Thursday, January 05, 2006

A Quickie

No time to write, but annoyance is making me sit here anyway. I'm having a thought with the TV news on in the background as I get ready for work this morning. They only do two things when covering a tragedy/disaster (in this case the mine collapse in West Virginia): interview people who are grieving and interview people in an effort to establish blame. The poor people who have lost loved ones, their livelihood, or such are suffering enough. Leave them alone; don't make them go on national TV when they are hurting and at their lowest. And there's not always someone to blame when bad things happen. Sometimes that's just the way it is. But even if it is someone's fault in some way, the media shouldn't be stirring up a mob mentality, leading the finger pointing charge. Yet that's all they seem to do. And we wonder why we have such a litigious society . . .

5 comments:

DaddyMan said...

I concur. Pointing fingers at the cause of the miscommunication or putting the drama everyone is going through on national telivison isn't news.

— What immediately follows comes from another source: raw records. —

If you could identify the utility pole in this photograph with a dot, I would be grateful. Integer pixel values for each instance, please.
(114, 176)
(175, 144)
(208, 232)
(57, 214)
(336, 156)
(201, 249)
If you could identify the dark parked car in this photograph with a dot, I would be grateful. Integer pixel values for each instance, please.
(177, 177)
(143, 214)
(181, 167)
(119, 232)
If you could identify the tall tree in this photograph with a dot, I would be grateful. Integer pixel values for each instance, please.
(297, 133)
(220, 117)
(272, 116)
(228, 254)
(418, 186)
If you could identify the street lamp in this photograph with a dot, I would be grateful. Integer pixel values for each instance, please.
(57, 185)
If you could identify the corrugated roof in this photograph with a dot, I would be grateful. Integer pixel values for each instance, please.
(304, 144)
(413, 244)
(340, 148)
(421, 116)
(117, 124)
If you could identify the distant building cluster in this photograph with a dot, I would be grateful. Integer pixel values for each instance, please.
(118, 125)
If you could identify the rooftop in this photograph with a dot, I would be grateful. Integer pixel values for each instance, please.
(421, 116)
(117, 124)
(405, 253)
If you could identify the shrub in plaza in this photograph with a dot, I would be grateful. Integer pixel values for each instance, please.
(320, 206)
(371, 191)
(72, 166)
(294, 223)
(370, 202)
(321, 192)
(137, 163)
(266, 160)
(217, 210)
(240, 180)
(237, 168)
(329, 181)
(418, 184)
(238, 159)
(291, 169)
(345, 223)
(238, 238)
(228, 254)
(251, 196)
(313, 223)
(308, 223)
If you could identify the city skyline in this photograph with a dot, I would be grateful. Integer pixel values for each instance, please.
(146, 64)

The fact that it happened, who was lost, and how it was resolved is. Later, after the investigation, tell us why it happened and what's being done at all of the mines so that it doesn't happen again.

Hadrian said...

No one forces the grieving to agree to be interviewed on national TV. You can refuse to let the media into your private grief. The people you see on TV sharing their tears with the camera choose to do so. Believe me, because this is an area I have unfortunate experience with (and no, I am not going to elaborate on that point), you can refuse to become part of the circus.

David Crowe said...

But I love the circus! Except for the clowns. And the elephants. And all the other animals. And all those weird people. And all the acts. So what does that leave? hmmm. Anyway, my poiint is, I love the circus.

asdfasdfadfasd said...

Interesting. But in that situation is anyone really in the proper state of mind to be making decisions on whether or not they want to be featured in the media circus? I have always gotten the impression that the circus was forced.

Kelly Sime said...

Not addressing your point, but adding--I saw this story this morning on the news too. I'd been following it for a few days because my initial thought was that this isn't an isolated incident. There have been other mining accidents. This time I thought that I should try to ignore the news media coverage because they always seem to blow these things out of proportion. No, I'm not saying that it's not tragic. I do think it should be reported, but I don't think we need to have every angle analyzed. The average American does not need to know what happened and how the families feel. The audience needs to know it happened. It's news.